No entanto, está tudo muito longe da reacção internacional ao último genocídio de Darfur, quando o Congresso e o Conselho de Segurança da ONU (CSNU) estavam frequentemente envolvidos e os parceiros internacionais trabalhavam com instituições multilaterais para negociar cessar-fogo e missões de manutenção da paz. O CSNU chegou mesmo a encaminhar o Sudão para o Tribunal Penal Internacional (TPI). Em contraste, o Conselho de Segurança da ONU quase não fez comentários sobre esta guerra em dois anos, e a última audiência completa do comité do Congresso ocorreu há um ano e meio. Mesmo com elevados níveis de atenção antes, o genocídio de Darfur durou anos e matou cerca de 300 mil pessoas. Isso não é um bom presságio para o fim deste pesadelo.

O Sudão prova mais uma vez que o mantra “Nunca mais” significa apenas: “Não até a próxima”. Mas a vergonha deste genocídio é única, uma vez que os infratores incluem muitas das mesmas pessoas que o anterior. Se Hemedti e o seu grupo estivessem atrás das grades desde o seu último genocídio, seria muito menos provável que liderassem um hoje.

Acabar com a impunidade

A impunidade tem impulsionado ciclos de violência no Sudão há gerações. O TPI já está a investigar esta e muitas outras atrocidades desta guerra, mas há pouca esperança de que qualquer perpetrador pague um preço real. Ainda no mês passado, o TPI emitiu a primeira e única condenação por crimes cometidos em Darfur há 21 anos. Isto só ocorreu porque o líder Janjaweed se entregou após o golpe militar no Sudão em 2020. Aparentemente, ele pensou que a justiça internacional era a sua melhor opção, uma vez que esperava que os líderes do golpe o matassem. Não é de admirar que os rebeldes da RSF se sintam livres para anunciar os seus crimes.

Para que estes ciclos de violência terminem, os perpetradores devem pagar um preço, mas também aqueles que os financiam e apoiam. Neste caso, trata-se dos Emirados Árabes Unidos, um parceiro próximo de segurança dos EUA. Muitos outros intervenientes externos estão envolvidos no Sudão, mas os EAU são os mais importantes. Sem o seu apoio, especialmente o seu mercado de milhares de milhões de dólares em ouro do mercado negro, a RSF teria dificuldades em manter a luta.

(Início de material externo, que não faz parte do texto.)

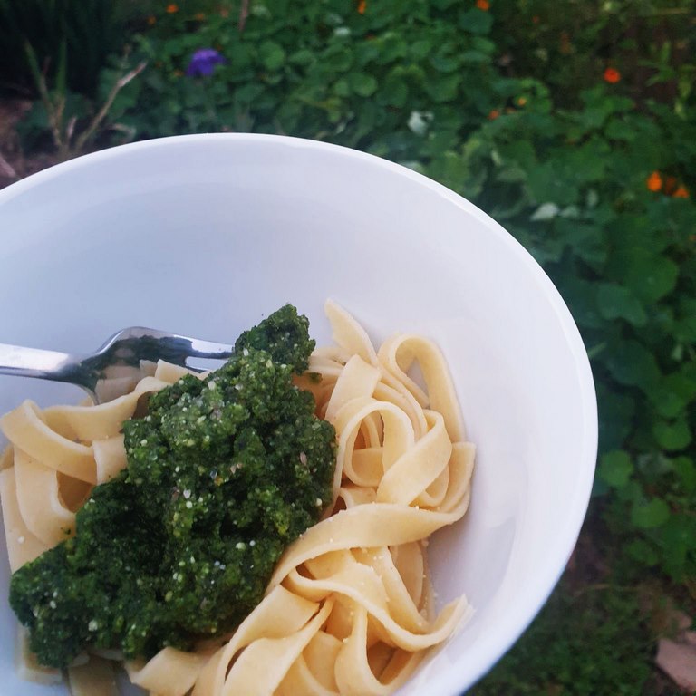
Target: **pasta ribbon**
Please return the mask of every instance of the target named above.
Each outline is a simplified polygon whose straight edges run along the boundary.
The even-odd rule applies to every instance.
[[[471,613],[465,597],[435,611],[426,556],[430,536],[469,507],[476,452],[444,357],[409,334],[375,350],[344,309],[329,301],[325,311],[336,344],[317,348],[295,383],[336,430],[334,499],[231,635],[125,665],[151,696],[386,696]],[[160,362],[109,403],[41,411],[24,401],[0,419],[11,443],[0,498],[13,571],[72,533],[92,486],[127,465],[122,421],[140,396],[188,372]],[[69,670],[73,696],[115,693],[104,654]]]

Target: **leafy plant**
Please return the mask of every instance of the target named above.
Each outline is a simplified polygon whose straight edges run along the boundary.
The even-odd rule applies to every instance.
[[[89,105],[85,100],[77,101],[74,95],[68,92],[65,43],[63,42],[61,46],[55,86],[53,90],[49,90],[45,74],[41,72],[36,54],[29,44],[25,45],[25,51],[41,96],[41,102],[37,104],[40,110],[43,109],[41,117],[45,118],[46,124],[50,128],[59,160],[67,160],[84,150],[87,143],[97,135],[119,92],[136,78],[146,65],[145,63],[141,63],[135,69],[118,76],[101,108],[82,124],[82,128],[79,128],[77,127],[78,118],[89,109]]]
[[[49,81],[63,70],[71,92],[94,96],[108,57],[122,50],[128,7],[116,0],[0,0],[0,88],[35,93],[28,43]]]

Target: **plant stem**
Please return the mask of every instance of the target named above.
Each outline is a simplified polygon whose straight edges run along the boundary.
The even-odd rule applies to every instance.
[[[143,70],[145,70],[145,67],[148,63],[143,62],[140,63],[137,67],[135,67],[133,70],[131,70],[130,72],[123,75],[123,77],[120,78],[116,81],[116,83],[111,88],[111,91],[109,92],[109,96],[106,98],[106,101],[102,105],[102,108],[99,110],[99,111],[94,115],[94,118],[90,121],[90,125],[87,126],[87,128],[80,134],[80,137],[75,141],[75,147],[74,150],[79,152],[84,148],[87,141],[92,138],[92,136],[94,134],[94,131],[99,128],[99,125],[102,123],[102,121],[106,118],[106,114],[109,113],[109,110],[111,108],[111,104],[113,104],[114,99],[116,99],[116,95],[122,90],[131,80],[138,77],[138,75],[142,72]]]

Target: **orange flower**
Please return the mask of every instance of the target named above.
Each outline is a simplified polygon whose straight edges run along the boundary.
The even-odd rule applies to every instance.
[[[677,190],[678,181],[676,177],[665,177],[664,178],[664,187],[662,188],[663,192],[667,196],[672,196],[674,191]]]
[[[604,71],[604,82],[609,84],[616,84],[621,80],[621,72],[616,68],[607,68]]]
[[[672,194],[675,198],[688,198],[689,189],[682,184],[674,193]]]
[[[659,191],[662,188],[662,178],[659,171],[653,171],[645,180],[645,186],[651,191]]]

O governo dos EUA declarou que a RSF estava a cometer genocídio em Darfur em Janeiro, mas isso pouco fez para mudar significativamente a abordagem da América ao conflito. Já passou da hora de os Estados Unidos usarem a sua influência sobre os EAU para ajudar a travar esta guerra, que já matou centenas de milhares de pessoas e forçou mais de 12 milhões a fugir das suas casas. Se Trump quiser um Prémio Nobel da Paz, é aqui que o poderá encontrar.

Elizabeth Shackelford é consultora sênior do Institute for Global Affairs do Eurasia Group e colunista de relações exteriores do Chicago Tribune. Anteriormente, ela foi diplomata dos EUA e autora de “The Dissent Channel: American Diplomacy in a Dishonest Age”. © 2025 Chicago Tribune. Distribuído pela Agência de Conteúdo Tribune.